Our experience with Linux's strict overcommit mode
As a follow-up to 64BitDrawback: after we had several machines crash due to being driven out of memory, dealing with the whole issue suddenly got a whole lot more urgent and we opted to try to solve it by turning on Linux's strict overcommit mode for swap allocation. At first we did this only on our compute servers, but after some of our login servers also OOM'd and crashed, we enabled it on them too.
(Strict overcommit has the great advantage that we don't need to pick a somewhat arbitrary number for a per-process size limit and thus that it is hard for people to be too displeased with.)

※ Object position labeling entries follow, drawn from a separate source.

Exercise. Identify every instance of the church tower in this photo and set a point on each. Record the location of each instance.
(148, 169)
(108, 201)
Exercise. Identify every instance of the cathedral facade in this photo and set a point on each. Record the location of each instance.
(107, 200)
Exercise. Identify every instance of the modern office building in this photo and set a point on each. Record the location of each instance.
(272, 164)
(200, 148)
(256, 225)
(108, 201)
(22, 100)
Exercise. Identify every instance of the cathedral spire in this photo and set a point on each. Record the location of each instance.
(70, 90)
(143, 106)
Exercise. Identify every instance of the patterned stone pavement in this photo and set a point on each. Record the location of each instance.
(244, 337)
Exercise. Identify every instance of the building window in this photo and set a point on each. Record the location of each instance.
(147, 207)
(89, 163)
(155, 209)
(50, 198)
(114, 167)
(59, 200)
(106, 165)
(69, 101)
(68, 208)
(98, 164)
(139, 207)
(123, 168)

On the compute servers this has worked great and I consider it a big win. We have seen it choke off runaway jobs that would otherwise have killed the machine without perturbing anything, so it definitely does what we want it to, and no users have complained. (I'm not sure any of them have noticed, since the overcommit ratio we picked allows them to use all of the physical memory.)
Things are less clear on the login servers. Despite having lots of free memory and no swap usage, their committed address space grows slowly over time and after a while approaches the commit limit; at the worst, this could leave us with a system that can't start new processes despite having lots of capacity left.
I can only conclude that modern graphical applications actually do allocate a bunch of address space that they don't wind up using, for whatever reason. Over time, more people log in and run more programs, many of which are idle, many of which are not using all of their committed address space and never will, and the total committed space grows and grows. (Perhaps sometime it will reach a steady state.)
It's not at all clear what commit limit is appropriate in this situation, although we can probably defend a ratio that is very close to 100. If even that is too small, we probably might as well turn off strict overcommit (and look for another solution to groups of runaway programs; the login servers are 32-bit machines, so no single process can OOM them).